A perfect storm of higher interest rates on business loans and the traditional Christmas cashflow squeeze threatens to put SME bottom lines under pressure as the end of the year approaches.
Last week ANZ Bank, Westpac Bank and Commonwealth Bank became the first among major Australian financial institutions to lift variable business loan rates to compensate for the increased costs they face because of sub-prime driven crisis on international financial markets.
The banks have reportedly lifted rates by an additional 15 to 25 basis points on top of the 25 point rise implemented by the Reserve Bank of Australia in November.
Economists remain uncertain when the uncertainty on international financial markets will ease, leaving open the prospect of further rate rises in the months ahead as the US sub-prime crisis worsens.
For SMEs with loans or overdraft facilities exposed to the business rate rises, the challenge as Christmas approaches is to take the necessary steps to put their cashflow on a solid footing, according to Pitcher Partners private clients division head David Thomson.
“People are rushing around more worried about making sales than cash, staff are going on holiday, and with businesses shutting down cashflow can come to a grinding halt if you don’t manage it properly,” Thomson says.
Thomson provides these six tips for businesses wrestling with the Christmas cash flow crunch:
- Make sure you prepare a cashflow that goes well into next year – if possible, all the way to June 2008 – and make sure it’s correct.
- For established businesses, revisit your actual cash movement for the same period last year – depending on the circumstances, it can provide a good guide to what you need to do this year.
- If you have a credit facility with a bank and you intend to use it, make sure you know what your limit is – you’d be amazed how many people have a credit facility that expires or was for a particular purpose but they think it has carried forward.
- Businesses that remit PAYG and GST quarterly have until 28 February to lodge and pay tax, an extra month than usual. Use that extra month wisely and make sure your cashflow planning correctly states when you have to pay.

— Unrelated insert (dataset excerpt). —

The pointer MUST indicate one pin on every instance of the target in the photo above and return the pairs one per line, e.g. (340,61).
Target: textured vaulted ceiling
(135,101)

- Obtain an up-to-date list of debtors and chase them for payment today. Remember that the majority of businesses will close this week, so make sure you invoice all December sales now – if you don’t, December deliveries will become January invoices, and at best February cash.
- If staff dealing with cashflow are taking holidays, make sure there is someone else stepping into their shoes – don’t let cashflow dry up because you waited for Mary to come back before depositing those cheques.